De cette époque, je me souviens surtout des blagues que l'on se faisait entre nous au travail.

En particulier avec le téléphone.

Un jour quelqu’un avait mis du camembert à l'intérieur de mon combiné téléphonique et pendant plusieurs jours j'ai senti une odeur de plus en plus nauséabonde chaque fois que je téléphonais.

Un autre jeu consistait à barbouiller le combiné du téléphone avec de la peinture et à s'amuser à voir la victime se promener toute la journée avec la figure colorée.

Toujours avec cette peinture, on pratiquait un autre jeu le matin à l'arrivée des collègues.

L'un d'entre nous s'enduisait la main avec de la peinture puis il attendait un certain temps qu'elle arrive à la température du corps pour que la personne à qui l'on serrait la main ne la détecte pas.

Tous les matins en arrivant on se serrait la main en passant d'un bureau à l'autre jusqu'au bureau du grand chef, au bout du couloir.

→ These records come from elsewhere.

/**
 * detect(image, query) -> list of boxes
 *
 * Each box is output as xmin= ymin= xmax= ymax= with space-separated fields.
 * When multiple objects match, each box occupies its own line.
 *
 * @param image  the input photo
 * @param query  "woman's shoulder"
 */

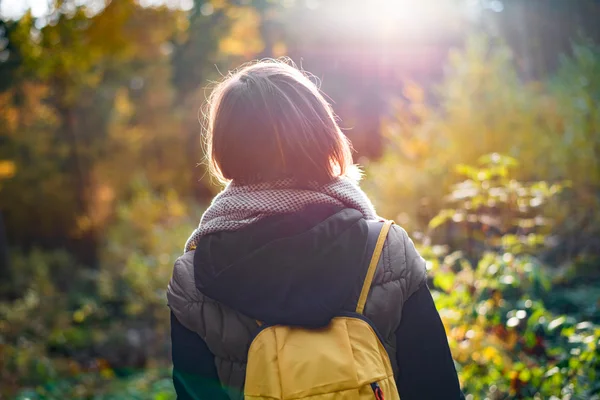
xmin=374 ymin=224 xmax=426 ymax=303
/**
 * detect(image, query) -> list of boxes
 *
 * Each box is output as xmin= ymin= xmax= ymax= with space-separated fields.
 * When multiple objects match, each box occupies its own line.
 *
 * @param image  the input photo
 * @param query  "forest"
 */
xmin=0 ymin=0 xmax=600 ymax=400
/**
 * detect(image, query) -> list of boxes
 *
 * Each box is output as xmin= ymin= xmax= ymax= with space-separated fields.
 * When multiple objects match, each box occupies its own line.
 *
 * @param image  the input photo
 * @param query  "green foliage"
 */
xmin=0 ymin=180 xmax=197 ymax=400
xmin=429 ymin=153 xmax=569 ymax=256
xmin=367 ymin=37 xmax=600 ymax=263
xmin=421 ymin=161 xmax=600 ymax=399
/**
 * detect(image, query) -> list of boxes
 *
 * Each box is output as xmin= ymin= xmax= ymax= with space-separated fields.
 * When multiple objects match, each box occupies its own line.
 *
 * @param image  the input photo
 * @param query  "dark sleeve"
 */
xmin=396 ymin=284 xmax=464 ymax=400
xmin=171 ymin=312 xmax=229 ymax=400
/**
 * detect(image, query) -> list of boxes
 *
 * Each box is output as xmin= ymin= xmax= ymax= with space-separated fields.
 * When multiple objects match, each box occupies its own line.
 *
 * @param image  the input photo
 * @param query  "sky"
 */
xmin=0 ymin=0 xmax=48 ymax=19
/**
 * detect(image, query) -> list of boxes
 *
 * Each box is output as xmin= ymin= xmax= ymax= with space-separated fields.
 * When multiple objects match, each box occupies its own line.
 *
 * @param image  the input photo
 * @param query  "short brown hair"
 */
xmin=207 ymin=60 xmax=352 ymax=184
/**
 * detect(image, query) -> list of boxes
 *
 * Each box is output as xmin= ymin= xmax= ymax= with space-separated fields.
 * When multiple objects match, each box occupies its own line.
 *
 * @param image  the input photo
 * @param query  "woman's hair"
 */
xmin=206 ymin=60 xmax=352 ymax=184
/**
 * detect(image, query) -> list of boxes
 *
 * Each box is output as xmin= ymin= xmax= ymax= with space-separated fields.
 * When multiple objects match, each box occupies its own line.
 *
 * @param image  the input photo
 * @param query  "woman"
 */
xmin=168 ymin=61 xmax=462 ymax=400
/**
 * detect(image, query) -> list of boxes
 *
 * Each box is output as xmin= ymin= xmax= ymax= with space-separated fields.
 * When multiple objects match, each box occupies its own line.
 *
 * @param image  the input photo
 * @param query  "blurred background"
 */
xmin=0 ymin=0 xmax=600 ymax=400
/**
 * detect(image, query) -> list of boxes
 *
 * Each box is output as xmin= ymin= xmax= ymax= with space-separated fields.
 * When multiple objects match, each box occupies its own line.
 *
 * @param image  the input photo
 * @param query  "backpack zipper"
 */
xmin=371 ymin=382 xmax=384 ymax=400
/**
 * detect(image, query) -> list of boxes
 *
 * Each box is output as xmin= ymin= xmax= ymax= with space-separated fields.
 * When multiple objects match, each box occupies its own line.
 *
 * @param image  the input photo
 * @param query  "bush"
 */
xmin=0 ymin=181 xmax=197 ymax=400
xmin=421 ymin=154 xmax=600 ymax=399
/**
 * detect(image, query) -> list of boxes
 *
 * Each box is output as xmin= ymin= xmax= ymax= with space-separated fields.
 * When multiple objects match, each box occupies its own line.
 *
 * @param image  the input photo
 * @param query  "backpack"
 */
xmin=244 ymin=221 xmax=400 ymax=400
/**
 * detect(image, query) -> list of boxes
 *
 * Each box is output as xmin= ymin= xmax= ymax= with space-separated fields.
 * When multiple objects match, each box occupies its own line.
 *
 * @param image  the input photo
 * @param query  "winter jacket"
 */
xmin=167 ymin=205 xmax=461 ymax=400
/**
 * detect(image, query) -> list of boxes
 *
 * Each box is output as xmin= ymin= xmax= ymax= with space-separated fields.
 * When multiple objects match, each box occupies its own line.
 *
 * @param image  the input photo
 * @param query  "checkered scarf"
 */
xmin=184 ymin=177 xmax=378 ymax=251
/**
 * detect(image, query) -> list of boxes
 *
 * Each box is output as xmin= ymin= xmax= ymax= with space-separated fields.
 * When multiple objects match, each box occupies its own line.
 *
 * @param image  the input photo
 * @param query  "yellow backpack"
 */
xmin=244 ymin=221 xmax=400 ymax=400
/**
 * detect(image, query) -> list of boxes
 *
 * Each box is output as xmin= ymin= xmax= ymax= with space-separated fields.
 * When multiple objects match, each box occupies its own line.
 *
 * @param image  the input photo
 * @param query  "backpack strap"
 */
xmin=356 ymin=221 xmax=394 ymax=314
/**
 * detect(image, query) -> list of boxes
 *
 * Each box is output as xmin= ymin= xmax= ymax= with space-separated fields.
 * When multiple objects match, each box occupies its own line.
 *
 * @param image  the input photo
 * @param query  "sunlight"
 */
xmin=326 ymin=0 xmax=456 ymax=39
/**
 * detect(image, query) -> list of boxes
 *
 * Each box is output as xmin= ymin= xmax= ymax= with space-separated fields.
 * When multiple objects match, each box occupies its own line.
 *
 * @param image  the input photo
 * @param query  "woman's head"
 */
xmin=207 ymin=60 xmax=352 ymax=183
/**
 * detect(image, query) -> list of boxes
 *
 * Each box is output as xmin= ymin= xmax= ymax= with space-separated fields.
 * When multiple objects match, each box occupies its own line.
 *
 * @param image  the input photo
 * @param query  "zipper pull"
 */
xmin=371 ymin=382 xmax=385 ymax=400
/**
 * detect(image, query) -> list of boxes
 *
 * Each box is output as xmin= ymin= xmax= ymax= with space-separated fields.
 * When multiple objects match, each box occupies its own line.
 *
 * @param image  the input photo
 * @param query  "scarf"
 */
xmin=184 ymin=177 xmax=379 ymax=251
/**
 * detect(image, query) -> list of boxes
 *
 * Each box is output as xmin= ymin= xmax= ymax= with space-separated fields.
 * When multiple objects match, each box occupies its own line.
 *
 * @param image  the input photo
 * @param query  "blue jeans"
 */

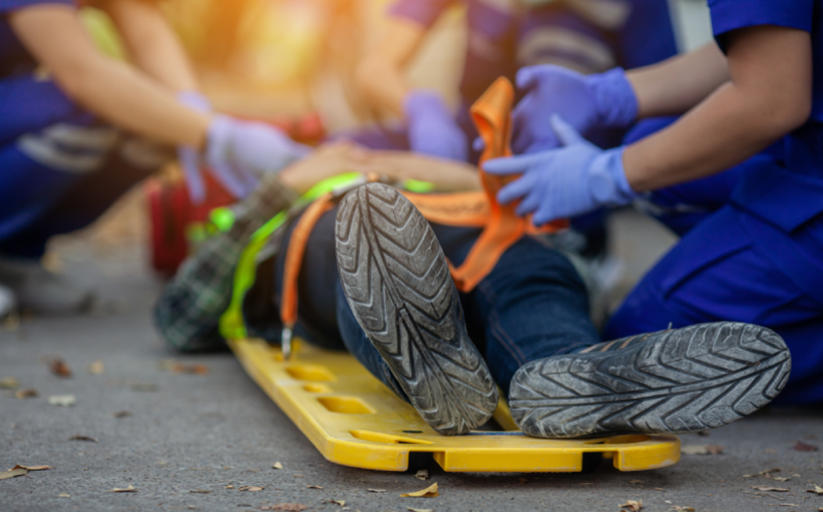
xmin=274 ymin=204 xmax=600 ymax=399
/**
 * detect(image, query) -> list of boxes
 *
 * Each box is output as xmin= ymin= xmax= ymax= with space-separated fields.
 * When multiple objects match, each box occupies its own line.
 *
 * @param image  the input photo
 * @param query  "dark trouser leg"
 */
xmin=275 ymin=204 xmax=600 ymax=399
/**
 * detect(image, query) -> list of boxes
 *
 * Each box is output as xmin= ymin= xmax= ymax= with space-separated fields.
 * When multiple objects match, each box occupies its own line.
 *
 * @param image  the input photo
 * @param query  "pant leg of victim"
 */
xmin=444 ymin=228 xmax=600 ymax=396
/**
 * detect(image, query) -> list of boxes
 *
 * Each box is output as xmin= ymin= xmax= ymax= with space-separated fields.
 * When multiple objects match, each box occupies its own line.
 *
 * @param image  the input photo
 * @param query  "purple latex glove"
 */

Alors, après s'être barbouillé la main, le jeu consistait à serrer la main du premier collègue qui arrivait au début du couloir et avec un peu de chance, celui-ci barbouillait toutes les mains des autres collègues en passant d'un bureau à l'autre et même parfois on piégeait aussi le grand chef.

 

Un autre gag qui avait beaucoup de succès consistait à téléphoner à la conjointe de l'un d'entre nous en lui faisant croire que nous étions un employé des services des télécommunications.

Il fallait être très persuasif pour lui expliquer que le système central était en train de brûler, que la panne était dû à un disfonctionnement de son téléphone, qu'on lui envoyait en urgence une équipe de dépannage et qu' elle devrait payer une somme très importante pour réparer les dégats.

Cette somme augmentait considérablement à chaque seconde.

En attendant l'équipe de secours, il fallait impérativement stopper la propagation de la panne .

Il proposait finalement à l'épouse qui était très affolée de prendre une paire de ciseaux et de couper le fil du téléphone.

Et généralement le gag fonctionnait,

On hurlait tous de rire en entendant la conversation téléphonique s'interrompre , remplacée par le fameux bip bip.

L'initiateur de toutes ces blagues c'était Jean Puyreigner, le responsable de l'aménagement des salons professionnels et des outils de communication au sein du service commercial.

Il détonnait dans notre milieu d'ingénieurs par son profil artiste et passait son temps à chercher de nouvelles farces.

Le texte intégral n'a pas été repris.